Louisiana’s cross-petition argues that the abortion business, June Medical, should not have the right to sue in court on behalf of women seeking abortion, since the law it challenges is designed to protect women from shoddy and substandard abortion practices. Americans United for Life filed an amicus curiae brief in support of Louisiana’s cross-petition, detailing numerous horrific violations of basic health-and-safety standards by abortion businesses in the state. Louisiana’s long and sordid history of dirty and dangerous abortion clinics being shuttered one by one in order to protect women from fly-by-night abortionists should tell the Court all it needs to know, both about the legal benefits of this law and the dubious right of abortionists to sue to overturn laws designed to protect their own patients.
The last time the Court heard an abortion case, it was in the jurisprudential netherworld between the death of Justice Antonin Scalia and the appointment of Justice Neil Gorsuch. Now, of course, another committed textualist, Brett Kavanaugh, has joined the High Court’s bench. Hellerstedt invalidated portions of Texas’s HB 2, including an admitting-privileges requirement similar to Louisiana’s, mandating that abortion practitioners have the ability to admit patients to a hospital within 30 miles of the abortion facility in emergency cases. The Supreme Court invalidated the measure in a 5-3 vote, calling it an “undue burden” on abortion access, with Justice Stephen Breyer writing for the majority. The Texas law “provides few, if any, health benefits for women, poses a substantial obstacle to women seeking abortions, and constitutes an ‘undue burden’ on their constitutional right to do so,” Breyer maintained.
Hellerstedt was a “high water mark” for legalized abortion in America, a constitutional “test” that invited any of the hundreds of active federal judges to declare that the “burdens” on abortion access imposed by a given abortion regulation outweigh its benefit. Abortion advocates such as Planned Parenthood and the Center for Reproductive Rights have taken Hellerstedt and used it like a sledgehammer to invalidate laws in dozens of new cases around the country, even laws that previously had been held constitutional, such as parental-notice laws, outpatient surgical regulations, and even prohibitions on taxpayer funding of elective abortion.

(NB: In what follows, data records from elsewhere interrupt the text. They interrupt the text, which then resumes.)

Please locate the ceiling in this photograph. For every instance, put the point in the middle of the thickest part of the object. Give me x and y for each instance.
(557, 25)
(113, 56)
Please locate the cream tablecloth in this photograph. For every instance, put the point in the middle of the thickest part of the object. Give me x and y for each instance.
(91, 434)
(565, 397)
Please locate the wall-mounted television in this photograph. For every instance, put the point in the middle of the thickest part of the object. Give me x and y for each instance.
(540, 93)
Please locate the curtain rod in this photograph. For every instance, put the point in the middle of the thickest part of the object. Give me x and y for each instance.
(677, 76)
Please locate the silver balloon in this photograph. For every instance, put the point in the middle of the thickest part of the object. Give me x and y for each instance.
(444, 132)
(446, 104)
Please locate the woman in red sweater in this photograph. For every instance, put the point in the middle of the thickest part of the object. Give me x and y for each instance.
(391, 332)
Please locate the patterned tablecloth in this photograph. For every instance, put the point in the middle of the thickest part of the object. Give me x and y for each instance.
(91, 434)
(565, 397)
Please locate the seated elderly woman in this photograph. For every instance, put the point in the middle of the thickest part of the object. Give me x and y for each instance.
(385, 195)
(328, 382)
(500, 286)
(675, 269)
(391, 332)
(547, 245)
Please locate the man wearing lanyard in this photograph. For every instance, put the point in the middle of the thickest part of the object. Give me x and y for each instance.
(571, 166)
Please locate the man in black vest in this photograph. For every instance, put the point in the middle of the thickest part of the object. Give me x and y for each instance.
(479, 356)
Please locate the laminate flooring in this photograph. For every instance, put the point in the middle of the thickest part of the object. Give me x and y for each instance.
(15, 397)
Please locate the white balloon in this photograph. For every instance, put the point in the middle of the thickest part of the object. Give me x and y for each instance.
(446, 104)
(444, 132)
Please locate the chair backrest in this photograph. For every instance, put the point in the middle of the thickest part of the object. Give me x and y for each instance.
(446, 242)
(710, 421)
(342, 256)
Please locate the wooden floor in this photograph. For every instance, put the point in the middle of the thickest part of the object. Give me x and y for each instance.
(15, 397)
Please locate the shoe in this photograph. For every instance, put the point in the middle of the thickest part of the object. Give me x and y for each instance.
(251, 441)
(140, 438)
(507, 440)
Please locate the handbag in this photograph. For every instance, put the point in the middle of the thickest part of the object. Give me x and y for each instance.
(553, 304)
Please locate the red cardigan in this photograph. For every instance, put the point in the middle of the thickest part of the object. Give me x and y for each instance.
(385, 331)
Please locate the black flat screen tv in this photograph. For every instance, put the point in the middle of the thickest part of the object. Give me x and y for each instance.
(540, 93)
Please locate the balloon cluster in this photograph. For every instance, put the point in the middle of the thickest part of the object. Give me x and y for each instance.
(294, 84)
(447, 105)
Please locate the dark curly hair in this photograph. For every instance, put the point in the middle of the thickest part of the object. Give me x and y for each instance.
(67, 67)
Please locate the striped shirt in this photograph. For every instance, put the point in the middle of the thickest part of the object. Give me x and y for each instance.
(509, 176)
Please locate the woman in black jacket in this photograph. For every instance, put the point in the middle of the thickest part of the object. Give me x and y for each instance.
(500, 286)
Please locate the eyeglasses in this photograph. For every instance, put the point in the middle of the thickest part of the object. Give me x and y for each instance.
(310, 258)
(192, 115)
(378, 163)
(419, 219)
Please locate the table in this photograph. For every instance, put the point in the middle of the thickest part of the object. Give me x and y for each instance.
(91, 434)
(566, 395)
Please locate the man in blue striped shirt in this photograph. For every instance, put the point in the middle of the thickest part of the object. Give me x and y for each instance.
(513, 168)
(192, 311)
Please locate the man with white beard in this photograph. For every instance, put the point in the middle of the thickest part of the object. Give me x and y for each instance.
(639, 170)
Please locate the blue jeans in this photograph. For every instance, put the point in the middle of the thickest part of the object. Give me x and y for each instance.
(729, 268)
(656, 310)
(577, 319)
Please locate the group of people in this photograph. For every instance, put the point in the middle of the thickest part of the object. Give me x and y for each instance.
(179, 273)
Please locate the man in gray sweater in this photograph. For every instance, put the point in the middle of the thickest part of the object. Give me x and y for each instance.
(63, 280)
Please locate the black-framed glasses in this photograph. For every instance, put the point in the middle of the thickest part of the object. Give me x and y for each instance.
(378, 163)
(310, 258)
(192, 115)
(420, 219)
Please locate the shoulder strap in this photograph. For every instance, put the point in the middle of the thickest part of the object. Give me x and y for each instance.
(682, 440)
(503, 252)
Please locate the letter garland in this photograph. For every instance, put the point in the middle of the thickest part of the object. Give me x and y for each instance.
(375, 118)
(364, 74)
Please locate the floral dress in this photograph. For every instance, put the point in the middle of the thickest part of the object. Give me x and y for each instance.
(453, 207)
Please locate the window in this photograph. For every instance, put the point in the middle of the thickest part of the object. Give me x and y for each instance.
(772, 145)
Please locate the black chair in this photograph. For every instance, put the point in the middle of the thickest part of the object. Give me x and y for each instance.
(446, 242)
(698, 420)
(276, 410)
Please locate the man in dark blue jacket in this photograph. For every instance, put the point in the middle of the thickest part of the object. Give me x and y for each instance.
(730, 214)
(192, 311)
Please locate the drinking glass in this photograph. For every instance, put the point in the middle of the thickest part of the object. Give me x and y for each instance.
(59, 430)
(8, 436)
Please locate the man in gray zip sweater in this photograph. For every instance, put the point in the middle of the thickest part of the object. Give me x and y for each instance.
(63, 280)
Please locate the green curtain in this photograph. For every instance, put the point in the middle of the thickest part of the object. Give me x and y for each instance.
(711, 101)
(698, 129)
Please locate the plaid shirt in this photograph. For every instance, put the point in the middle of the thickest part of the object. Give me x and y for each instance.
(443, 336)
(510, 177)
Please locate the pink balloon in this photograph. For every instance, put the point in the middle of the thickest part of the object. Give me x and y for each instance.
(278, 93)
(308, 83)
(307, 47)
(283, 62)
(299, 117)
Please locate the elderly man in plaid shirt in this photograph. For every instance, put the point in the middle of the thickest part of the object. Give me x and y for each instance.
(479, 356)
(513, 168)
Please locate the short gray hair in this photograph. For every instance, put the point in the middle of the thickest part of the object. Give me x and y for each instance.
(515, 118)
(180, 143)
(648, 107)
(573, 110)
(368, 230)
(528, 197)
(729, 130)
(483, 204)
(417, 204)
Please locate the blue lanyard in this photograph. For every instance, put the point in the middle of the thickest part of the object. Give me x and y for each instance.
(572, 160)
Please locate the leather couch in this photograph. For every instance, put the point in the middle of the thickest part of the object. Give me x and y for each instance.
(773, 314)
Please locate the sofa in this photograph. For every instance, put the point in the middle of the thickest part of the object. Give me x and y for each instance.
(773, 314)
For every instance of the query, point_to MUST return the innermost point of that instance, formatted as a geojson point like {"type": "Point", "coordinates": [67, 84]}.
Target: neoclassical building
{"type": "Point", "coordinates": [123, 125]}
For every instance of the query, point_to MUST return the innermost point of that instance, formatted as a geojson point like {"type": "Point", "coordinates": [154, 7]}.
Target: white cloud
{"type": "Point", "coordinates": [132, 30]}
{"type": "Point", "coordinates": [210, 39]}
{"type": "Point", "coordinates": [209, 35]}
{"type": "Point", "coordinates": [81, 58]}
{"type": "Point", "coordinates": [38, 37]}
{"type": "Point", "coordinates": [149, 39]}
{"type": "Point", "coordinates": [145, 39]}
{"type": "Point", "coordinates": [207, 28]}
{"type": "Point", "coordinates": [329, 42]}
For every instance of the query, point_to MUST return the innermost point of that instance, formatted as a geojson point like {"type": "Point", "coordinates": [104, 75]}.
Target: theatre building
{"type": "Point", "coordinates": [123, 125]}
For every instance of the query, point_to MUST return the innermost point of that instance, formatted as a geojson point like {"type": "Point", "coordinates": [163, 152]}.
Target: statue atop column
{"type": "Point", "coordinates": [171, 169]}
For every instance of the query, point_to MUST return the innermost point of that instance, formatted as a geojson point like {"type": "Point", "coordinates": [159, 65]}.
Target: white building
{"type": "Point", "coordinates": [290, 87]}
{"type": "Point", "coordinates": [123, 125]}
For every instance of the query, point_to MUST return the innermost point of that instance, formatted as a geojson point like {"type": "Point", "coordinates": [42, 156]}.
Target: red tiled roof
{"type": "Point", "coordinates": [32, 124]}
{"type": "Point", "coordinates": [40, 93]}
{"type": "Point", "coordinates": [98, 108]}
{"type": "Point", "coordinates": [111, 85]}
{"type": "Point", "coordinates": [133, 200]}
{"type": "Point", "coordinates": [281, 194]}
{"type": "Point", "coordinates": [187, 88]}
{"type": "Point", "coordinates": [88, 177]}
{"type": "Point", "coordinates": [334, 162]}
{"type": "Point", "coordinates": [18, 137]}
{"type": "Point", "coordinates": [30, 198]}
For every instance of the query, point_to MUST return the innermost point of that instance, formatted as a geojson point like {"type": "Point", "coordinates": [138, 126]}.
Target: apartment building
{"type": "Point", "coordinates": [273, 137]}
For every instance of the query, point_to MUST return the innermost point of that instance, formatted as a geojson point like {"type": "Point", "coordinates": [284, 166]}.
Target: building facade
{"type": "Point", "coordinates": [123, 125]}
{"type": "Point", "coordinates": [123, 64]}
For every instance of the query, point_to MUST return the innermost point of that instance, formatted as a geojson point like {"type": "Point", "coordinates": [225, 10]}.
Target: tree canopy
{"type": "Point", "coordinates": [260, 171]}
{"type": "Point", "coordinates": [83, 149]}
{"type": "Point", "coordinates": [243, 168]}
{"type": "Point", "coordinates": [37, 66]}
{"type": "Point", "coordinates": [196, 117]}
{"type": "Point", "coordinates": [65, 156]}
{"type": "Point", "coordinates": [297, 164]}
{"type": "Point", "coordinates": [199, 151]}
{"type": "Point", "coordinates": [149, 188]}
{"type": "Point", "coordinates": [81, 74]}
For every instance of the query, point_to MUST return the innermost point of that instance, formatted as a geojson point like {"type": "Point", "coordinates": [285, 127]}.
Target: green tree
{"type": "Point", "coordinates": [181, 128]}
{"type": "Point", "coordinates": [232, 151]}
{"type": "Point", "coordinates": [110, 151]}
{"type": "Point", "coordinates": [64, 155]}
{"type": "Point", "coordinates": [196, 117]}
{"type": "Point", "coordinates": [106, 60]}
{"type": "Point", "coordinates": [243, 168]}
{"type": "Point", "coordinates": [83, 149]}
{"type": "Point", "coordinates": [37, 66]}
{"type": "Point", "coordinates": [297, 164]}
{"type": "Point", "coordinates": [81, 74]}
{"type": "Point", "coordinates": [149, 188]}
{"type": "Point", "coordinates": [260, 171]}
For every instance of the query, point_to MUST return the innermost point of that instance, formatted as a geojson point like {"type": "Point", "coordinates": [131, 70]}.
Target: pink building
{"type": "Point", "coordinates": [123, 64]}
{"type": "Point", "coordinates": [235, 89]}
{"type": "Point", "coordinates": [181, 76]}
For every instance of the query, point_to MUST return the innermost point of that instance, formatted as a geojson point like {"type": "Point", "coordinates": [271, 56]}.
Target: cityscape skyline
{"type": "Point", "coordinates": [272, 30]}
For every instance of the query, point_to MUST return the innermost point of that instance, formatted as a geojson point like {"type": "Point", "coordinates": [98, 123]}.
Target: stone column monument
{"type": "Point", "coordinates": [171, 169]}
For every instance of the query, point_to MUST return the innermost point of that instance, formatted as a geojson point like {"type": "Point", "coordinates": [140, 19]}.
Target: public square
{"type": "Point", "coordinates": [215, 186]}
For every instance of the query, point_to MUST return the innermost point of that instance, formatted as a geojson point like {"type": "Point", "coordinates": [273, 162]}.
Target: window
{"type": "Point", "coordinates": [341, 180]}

Bravo for Louisiana, which has not taken its ball and gone home after the Hellerstedt decision but has continued to litigate its emergency-transfer law after (and some would say in spite of) Hellerstedt. (Alabama and Wisconsin threw in the towel on defending theirs.) A full bench trial in 2015 (full disclosure: Steven Aden was a member of the trial team for Louisiana), followed by re-briefing after Hellerstedt, resulted in a well-documented record for the Court to consider.
Americans United for Life is confident that the justices will vote to uphold Louisiana’s common-sense safety measure and allow Louisiana to protect women from substandard abortion doctors. Here’s hoping the Court also will take the opportunity to revisit Hellerstedt’s “thumb-to-the-wind” test and clarify that state laws may not be struck down simply because a federal court finds them to be marginally burdensome for abortion access. Hellerstedt has prolonged and exacerbated national confusion over what kinds of health-and-safety laws are permissible. It’s time to get the Supreme Court out of the business of overseeing the “national abortion control board” and to restore this sensitive and politically polarizing issue to the states and the people — where it has always belonged.